I have now introduced the reader to Oldys sitting amidst his “poetical bags,” his “parchment biographical budgets,” his “catalogues,” and his “diaries,” often venting a solitary groan, or active in some fresh inquiry. Such is the Silhouette of this prodigy of literary curiosity!
The very existence of Oldys’s manuscripts continues to be of an ambiguous nature; referred to, quoted, and transcribed, we can but seldom turn to the originals. These masses of curious knowledge, dispersed or lost, have enriched an after-race, who have often picked up the spoil and claimed the victory, but it was Oldys who had fought the battle!
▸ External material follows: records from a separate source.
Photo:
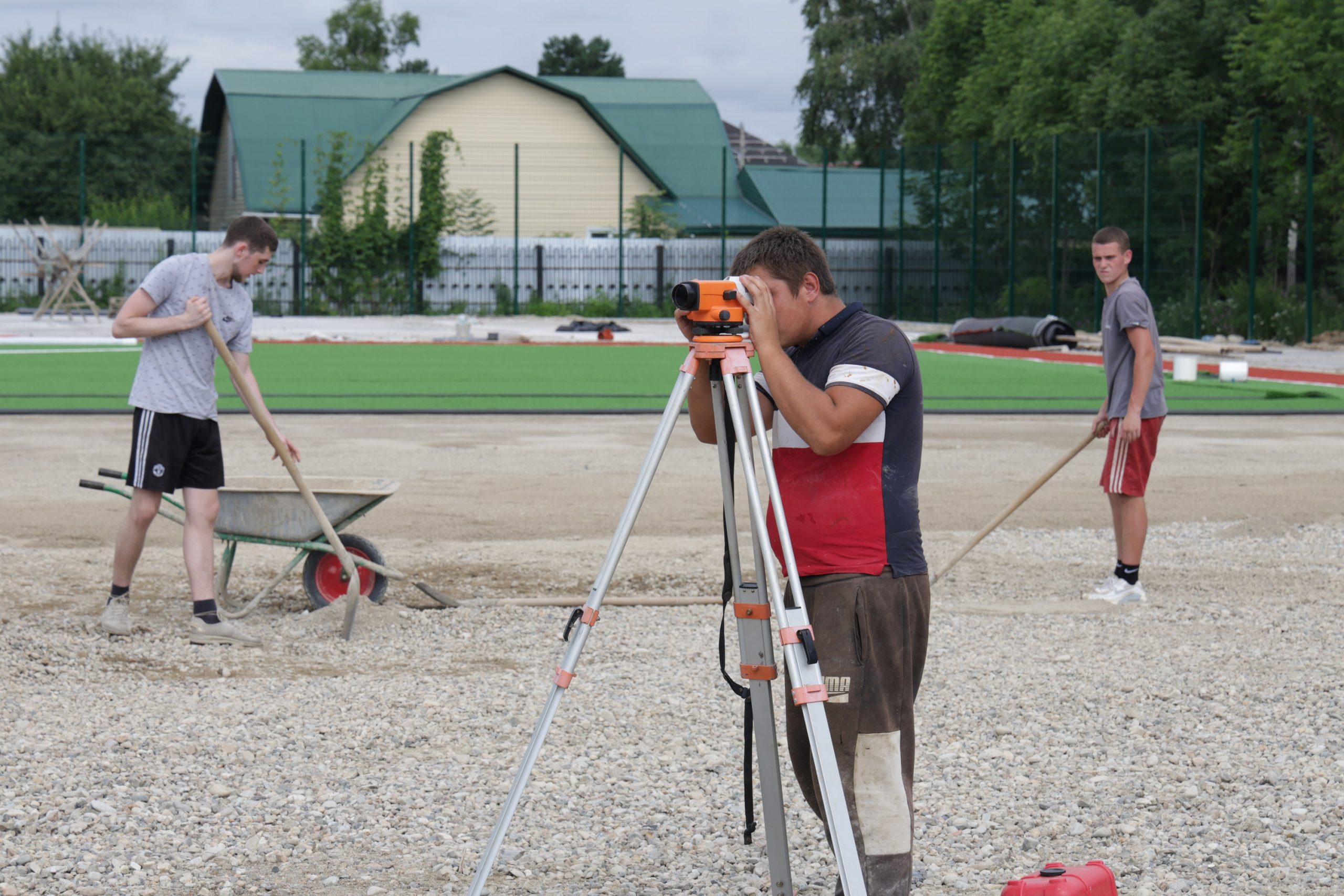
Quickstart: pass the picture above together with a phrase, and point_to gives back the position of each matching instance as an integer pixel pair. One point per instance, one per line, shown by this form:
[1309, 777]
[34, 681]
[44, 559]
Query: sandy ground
[1244, 570]
[17, 330]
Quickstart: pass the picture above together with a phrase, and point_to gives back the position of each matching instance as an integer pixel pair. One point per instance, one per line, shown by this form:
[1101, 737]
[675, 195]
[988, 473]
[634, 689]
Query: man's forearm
[810, 410]
[1143, 378]
[147, 327]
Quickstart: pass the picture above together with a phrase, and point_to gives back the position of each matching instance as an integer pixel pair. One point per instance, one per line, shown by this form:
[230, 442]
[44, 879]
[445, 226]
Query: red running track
[1307, 378]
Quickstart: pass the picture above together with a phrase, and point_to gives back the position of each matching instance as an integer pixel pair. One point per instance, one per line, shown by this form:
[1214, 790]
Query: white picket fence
[479, 272]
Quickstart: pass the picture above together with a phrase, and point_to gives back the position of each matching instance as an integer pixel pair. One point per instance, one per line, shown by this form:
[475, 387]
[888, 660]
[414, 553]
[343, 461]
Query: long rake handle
[253, 402]
[1022, 499]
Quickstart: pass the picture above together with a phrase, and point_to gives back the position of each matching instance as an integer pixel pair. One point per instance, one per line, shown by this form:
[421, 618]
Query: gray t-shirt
[1129, 307]
[176, 373]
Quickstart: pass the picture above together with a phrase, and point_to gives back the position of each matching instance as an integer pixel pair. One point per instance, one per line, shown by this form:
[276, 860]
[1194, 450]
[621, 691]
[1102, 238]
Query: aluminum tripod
[730, 379]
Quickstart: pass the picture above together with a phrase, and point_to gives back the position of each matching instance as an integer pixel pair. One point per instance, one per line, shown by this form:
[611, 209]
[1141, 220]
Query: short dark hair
[255, 231]
[1112, 236]
[790, 254]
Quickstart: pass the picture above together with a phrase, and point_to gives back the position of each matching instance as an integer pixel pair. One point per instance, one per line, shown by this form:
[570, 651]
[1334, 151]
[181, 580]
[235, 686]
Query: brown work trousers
[872, 633]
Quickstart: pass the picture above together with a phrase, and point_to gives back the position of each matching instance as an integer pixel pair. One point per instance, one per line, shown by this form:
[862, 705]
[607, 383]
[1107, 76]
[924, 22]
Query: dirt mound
[1330, 340]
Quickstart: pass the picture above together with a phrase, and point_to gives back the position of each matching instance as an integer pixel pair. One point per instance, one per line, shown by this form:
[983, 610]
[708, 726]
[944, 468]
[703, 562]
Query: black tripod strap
[742, 691]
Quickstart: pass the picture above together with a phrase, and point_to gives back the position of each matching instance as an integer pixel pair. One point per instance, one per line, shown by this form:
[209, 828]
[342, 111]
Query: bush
[159, 212]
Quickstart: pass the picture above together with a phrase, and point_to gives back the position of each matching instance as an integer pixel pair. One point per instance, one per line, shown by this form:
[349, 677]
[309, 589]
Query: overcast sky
[748, 54]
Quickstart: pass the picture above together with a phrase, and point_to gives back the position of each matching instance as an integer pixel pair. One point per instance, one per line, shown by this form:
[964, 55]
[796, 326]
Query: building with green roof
[568, 154]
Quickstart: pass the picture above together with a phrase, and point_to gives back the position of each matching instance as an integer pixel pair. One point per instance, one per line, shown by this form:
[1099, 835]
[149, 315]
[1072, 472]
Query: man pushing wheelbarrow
[175, 434]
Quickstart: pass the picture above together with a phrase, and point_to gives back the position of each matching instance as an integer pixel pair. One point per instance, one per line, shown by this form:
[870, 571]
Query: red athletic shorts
[1128, 465]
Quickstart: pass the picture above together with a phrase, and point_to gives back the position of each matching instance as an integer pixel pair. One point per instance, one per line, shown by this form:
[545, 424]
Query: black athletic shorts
[172, 452]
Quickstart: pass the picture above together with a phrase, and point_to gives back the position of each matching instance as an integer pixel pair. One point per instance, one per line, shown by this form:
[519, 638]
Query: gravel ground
[1195, 745]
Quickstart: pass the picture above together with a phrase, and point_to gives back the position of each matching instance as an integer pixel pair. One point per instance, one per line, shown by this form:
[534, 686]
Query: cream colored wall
[568, 164]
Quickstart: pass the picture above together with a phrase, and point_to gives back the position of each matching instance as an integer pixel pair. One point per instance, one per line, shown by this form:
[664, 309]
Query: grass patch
[298, 376]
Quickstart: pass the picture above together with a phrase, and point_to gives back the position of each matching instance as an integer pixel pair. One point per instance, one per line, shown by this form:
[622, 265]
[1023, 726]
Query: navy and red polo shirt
[857, 511]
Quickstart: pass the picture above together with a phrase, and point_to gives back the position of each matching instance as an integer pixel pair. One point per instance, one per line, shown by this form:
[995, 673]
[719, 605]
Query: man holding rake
[1133, 412]
[175, 434]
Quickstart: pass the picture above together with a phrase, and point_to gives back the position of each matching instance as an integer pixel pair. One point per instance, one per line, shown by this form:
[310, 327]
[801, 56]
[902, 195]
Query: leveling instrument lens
[716, 312]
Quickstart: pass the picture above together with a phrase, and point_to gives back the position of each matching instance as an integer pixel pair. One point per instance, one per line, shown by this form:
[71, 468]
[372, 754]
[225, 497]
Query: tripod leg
[757, 656]
[804, 672]
[565, 673]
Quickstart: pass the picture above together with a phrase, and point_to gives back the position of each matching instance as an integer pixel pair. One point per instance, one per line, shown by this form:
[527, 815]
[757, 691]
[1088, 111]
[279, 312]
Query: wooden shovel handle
[1018, 503]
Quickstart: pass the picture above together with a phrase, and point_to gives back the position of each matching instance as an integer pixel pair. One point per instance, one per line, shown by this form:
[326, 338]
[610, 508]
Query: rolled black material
[1011, 332]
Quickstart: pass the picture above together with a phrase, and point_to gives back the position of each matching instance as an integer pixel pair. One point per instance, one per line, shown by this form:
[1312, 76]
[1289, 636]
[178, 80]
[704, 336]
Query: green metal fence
[932, 233]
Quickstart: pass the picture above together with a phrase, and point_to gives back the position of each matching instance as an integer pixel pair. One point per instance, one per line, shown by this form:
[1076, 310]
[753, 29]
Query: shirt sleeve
[243, 342]
[878, 363]
[163, 280]
[1132, 309]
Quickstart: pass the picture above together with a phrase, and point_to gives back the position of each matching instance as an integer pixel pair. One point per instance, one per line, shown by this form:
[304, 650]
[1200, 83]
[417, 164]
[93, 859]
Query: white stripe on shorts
[1117, 472]
[147, 421]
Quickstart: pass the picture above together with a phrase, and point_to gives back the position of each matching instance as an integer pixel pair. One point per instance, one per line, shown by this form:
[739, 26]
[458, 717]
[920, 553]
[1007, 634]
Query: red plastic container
[1055, 879]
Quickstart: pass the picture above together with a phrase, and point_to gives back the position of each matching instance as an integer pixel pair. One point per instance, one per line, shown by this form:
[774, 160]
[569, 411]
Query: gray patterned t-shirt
[176, 373]
[1128, 307]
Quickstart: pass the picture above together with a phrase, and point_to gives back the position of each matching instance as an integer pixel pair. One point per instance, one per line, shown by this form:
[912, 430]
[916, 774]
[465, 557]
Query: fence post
[1199, 227]
[541, 270]
[1251, 296]
[1101, 170]
[195, 140]
[1054, 227]
[882, 231]
[975, 215]
[937, 227]
[620, 233]
[1148, 202]
[1012, 227]
[1311, 210]
[723, 213]
[303, 222]
[659, 273]
[901, 241]
[84, 187]
[515, 229]
[411, 227]
[826, 167]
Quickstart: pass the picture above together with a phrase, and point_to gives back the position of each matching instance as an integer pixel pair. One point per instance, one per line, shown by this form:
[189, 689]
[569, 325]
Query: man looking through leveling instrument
[175, 433]
[842, 392]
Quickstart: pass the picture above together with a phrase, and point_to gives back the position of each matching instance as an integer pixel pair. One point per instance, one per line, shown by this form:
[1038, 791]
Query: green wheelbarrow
[269, 510]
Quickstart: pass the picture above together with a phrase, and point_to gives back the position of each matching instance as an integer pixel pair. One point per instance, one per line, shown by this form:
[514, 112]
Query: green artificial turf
[301, 376]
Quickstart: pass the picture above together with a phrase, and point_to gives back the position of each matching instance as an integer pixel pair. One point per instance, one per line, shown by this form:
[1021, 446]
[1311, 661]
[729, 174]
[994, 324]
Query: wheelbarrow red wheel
[324, 579]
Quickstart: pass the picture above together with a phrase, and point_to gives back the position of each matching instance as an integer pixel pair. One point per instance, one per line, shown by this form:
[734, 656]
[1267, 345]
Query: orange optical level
[713, 308]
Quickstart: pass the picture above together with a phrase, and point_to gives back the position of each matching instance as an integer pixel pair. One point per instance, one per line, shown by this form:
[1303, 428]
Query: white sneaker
[1116, 590]
[202, 632]
[116, 617]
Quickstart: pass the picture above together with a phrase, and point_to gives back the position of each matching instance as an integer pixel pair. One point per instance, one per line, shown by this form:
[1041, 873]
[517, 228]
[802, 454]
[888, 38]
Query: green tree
[1287, 65]
[863, 56]
[361, 38]
[119, 93]
[572, 57]
[995, 69]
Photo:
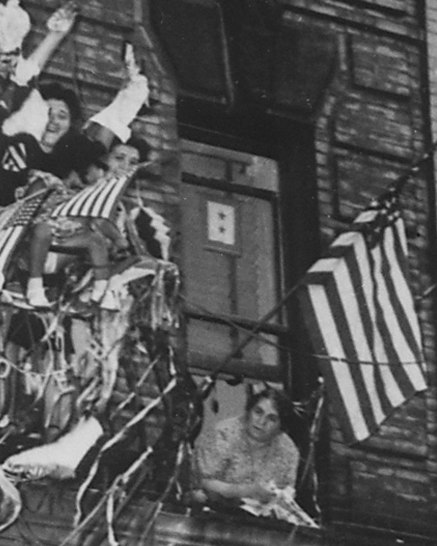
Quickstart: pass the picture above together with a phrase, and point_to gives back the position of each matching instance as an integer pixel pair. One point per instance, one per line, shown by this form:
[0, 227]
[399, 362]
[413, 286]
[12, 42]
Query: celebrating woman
[247, 456]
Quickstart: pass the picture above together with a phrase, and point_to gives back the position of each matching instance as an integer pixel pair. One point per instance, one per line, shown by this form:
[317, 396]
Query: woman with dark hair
[248, 456]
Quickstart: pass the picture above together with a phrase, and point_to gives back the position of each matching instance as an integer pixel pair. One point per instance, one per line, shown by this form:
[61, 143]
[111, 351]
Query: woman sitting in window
[248, 458]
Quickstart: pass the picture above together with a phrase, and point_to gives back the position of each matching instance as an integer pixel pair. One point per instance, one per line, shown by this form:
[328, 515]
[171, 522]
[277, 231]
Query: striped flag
[360, 313]
[14, 221]
[97, 201]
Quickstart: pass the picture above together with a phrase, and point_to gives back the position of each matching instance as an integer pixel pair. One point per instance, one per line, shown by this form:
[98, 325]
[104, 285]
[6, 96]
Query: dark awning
[235, 58]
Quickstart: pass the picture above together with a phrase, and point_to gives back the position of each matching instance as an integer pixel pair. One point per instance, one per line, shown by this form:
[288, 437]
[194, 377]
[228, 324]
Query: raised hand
[62, 20]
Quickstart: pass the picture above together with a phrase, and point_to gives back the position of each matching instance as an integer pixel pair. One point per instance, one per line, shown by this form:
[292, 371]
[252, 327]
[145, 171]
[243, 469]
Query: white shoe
[37, 298]
[110, 301]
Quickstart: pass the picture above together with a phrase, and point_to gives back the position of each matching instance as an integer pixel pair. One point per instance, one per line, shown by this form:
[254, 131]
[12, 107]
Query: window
[231, 258]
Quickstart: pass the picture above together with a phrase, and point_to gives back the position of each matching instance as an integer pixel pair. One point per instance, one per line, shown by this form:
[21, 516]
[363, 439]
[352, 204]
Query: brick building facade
[338, 98]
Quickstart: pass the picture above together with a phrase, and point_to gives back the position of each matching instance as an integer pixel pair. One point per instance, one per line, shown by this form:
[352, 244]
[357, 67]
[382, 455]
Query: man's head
[14, 26]
[125, 156]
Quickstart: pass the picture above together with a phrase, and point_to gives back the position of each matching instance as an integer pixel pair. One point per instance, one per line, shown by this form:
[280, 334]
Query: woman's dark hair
[138, 143]
[278, 399]
[57, 91]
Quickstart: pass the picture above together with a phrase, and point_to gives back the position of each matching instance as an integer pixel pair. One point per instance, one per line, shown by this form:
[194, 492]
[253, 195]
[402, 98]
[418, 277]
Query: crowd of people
[44, 144]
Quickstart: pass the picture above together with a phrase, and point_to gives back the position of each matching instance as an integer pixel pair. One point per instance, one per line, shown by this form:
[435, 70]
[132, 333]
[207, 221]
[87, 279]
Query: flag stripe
[358, 318]
[349, 344]
[391, 336]
[358, 306]
[361, 279]
[332, 385]
[340, 372]
[98, 201]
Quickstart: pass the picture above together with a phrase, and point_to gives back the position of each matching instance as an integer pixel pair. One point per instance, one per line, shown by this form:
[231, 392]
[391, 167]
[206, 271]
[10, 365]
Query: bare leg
[39, 248]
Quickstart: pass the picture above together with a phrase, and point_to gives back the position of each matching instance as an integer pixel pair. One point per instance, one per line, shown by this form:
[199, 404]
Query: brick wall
[90, 60]
[372, 125]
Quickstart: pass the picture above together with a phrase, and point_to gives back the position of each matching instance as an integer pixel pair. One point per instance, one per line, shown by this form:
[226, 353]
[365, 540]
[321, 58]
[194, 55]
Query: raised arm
[59, 25]
[114, 120]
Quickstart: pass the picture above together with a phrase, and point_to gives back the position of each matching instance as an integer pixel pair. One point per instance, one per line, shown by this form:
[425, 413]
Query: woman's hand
[260, 491]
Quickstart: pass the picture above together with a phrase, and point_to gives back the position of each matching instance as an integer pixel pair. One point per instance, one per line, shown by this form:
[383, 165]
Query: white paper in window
[221, 223]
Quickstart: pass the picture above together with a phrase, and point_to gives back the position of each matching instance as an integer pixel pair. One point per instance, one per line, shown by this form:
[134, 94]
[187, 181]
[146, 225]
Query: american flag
[362, 322]
[14, 221]
[96, 201]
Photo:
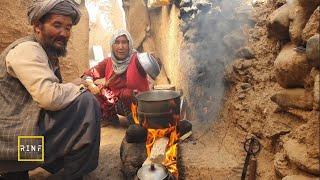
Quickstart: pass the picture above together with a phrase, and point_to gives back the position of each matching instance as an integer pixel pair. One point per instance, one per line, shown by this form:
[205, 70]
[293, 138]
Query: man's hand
[79, 81]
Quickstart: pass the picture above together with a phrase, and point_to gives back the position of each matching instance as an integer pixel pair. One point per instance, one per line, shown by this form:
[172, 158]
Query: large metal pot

Oldys affords one more example how life is often closed amidst discoveries and acquisitions. The literary antiquary, when he has attempted to embody his multiplied inquiries, and to finish his scattered designs, has found that the LABOR ABSQUE LABORE, “the labour void of labour,” as the inscription on the library of Florence finely describes the researches of literature, has dissolved his days in the voluptuousness of his curiosity; and that too often, like the hunter in the heat of the chase, while he disdained the prey which lay before him, he was still stretching onwards to catch the fugitive!
Transvolat in medio posita, et fugientia captat.
At the close of every century, in this growing world of books, may an Oldys be the reader for the nation! Should he be endowed with a philosophical spirit, and combine the genius of his own times with that of the preceding, he will hold in his hand the chain of human thoughts, and, like another Bayle, become the historian of the human mind!